Here, we see two triangles, the one with diamonds with row lengths from $1$ to $n$ and the one with bullets going from $1$ to $n$, which represents the sum. We also see a $(n+1) \times n$ rectangle, which represents the right hand side. This proves the theorem.

I was working through same basic number theory proofs and induction proof because I like to visualize these. It is easy enough to visuale $n^a$ as an $a$-dimensional cube with sides $n$. The problem is that I have often difficulty to visualize the factorial: $n!$

Does anybody know of a nice way to visualise the factorial?

The best I could come up with is the following:

See $2!$ as just two dots $\bullet \bullet$.

See $3!$ as a triangle with the sides made with $2!$, e.g. $$ \cdot \\ \bullet \quad \bullet \\ \bullet \quad \quad \bullet \\ \cdot \space \space \bullet \bullet \space \space \cdot $$

Now see $n!$ as an $n$-gon with the sides made of the $(n-1)$-gon. (So $4!$ would be a square with a $3!$-triangle on its sides.)

This visualization is not very easy to work with when you want to visualize proofs. Are there better ways to visualize $n!$?

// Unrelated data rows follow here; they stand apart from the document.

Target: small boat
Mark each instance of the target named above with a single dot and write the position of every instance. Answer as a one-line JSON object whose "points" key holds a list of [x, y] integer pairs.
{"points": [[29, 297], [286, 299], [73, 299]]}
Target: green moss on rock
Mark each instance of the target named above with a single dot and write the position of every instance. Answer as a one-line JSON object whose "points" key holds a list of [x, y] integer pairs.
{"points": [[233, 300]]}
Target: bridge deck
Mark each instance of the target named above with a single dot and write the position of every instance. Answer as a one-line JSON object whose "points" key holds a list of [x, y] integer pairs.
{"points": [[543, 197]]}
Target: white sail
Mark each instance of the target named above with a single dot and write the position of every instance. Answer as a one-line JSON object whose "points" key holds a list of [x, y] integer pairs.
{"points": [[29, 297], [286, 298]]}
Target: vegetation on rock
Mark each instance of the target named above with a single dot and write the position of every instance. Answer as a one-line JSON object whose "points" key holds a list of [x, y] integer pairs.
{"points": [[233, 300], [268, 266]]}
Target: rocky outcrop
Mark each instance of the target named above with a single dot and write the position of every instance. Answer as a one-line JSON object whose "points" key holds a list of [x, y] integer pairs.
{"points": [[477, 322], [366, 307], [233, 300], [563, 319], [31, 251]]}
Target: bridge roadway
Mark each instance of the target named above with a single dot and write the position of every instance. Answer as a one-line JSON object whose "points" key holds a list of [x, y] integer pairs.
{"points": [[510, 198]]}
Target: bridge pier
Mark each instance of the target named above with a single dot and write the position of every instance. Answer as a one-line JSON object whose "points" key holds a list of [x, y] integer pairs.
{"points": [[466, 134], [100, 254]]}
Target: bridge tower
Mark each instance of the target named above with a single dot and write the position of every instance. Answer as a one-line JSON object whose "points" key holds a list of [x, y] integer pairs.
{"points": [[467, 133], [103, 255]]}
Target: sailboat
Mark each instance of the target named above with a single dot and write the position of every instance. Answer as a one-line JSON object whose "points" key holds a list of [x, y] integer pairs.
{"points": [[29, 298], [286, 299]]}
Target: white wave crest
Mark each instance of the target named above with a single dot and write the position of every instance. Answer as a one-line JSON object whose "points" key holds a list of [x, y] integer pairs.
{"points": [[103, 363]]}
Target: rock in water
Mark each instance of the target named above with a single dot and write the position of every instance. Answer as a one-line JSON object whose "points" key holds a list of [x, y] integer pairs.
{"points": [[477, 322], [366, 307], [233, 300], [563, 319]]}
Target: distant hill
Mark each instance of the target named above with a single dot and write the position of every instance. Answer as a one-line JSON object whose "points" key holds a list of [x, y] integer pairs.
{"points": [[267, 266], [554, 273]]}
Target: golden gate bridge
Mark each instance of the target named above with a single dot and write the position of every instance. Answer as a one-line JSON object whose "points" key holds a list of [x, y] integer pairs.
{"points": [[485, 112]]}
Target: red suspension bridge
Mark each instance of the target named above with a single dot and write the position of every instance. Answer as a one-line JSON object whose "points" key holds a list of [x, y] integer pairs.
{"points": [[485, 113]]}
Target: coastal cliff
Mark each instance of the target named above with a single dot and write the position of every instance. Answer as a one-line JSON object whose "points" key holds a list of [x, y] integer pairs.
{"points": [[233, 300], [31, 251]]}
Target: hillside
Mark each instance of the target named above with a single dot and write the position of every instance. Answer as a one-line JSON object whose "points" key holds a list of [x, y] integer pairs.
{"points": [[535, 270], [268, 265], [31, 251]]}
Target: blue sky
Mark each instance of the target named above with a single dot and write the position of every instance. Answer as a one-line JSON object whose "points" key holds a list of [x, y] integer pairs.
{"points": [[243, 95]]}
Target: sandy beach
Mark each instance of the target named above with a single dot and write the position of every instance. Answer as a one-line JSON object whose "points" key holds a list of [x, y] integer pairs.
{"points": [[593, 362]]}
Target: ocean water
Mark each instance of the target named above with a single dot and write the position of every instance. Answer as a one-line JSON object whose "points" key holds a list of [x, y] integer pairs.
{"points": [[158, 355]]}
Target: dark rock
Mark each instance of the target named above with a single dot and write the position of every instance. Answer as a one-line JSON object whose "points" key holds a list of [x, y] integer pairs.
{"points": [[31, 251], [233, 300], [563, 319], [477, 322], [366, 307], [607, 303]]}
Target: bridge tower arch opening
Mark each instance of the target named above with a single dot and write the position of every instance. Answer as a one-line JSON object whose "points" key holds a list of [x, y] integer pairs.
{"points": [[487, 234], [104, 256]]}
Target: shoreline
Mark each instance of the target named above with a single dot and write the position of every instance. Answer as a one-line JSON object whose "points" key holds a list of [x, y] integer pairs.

EDIT: I should emphasis that I would like to visualize $n!$ using dots or lines or so, not so much with concepts ( it is definitely easier to understand the factorial using permutations, just as it is easier to prove some statements using algebra, however the point is that I am trying to prove these things using these very concrete and real visualizations.)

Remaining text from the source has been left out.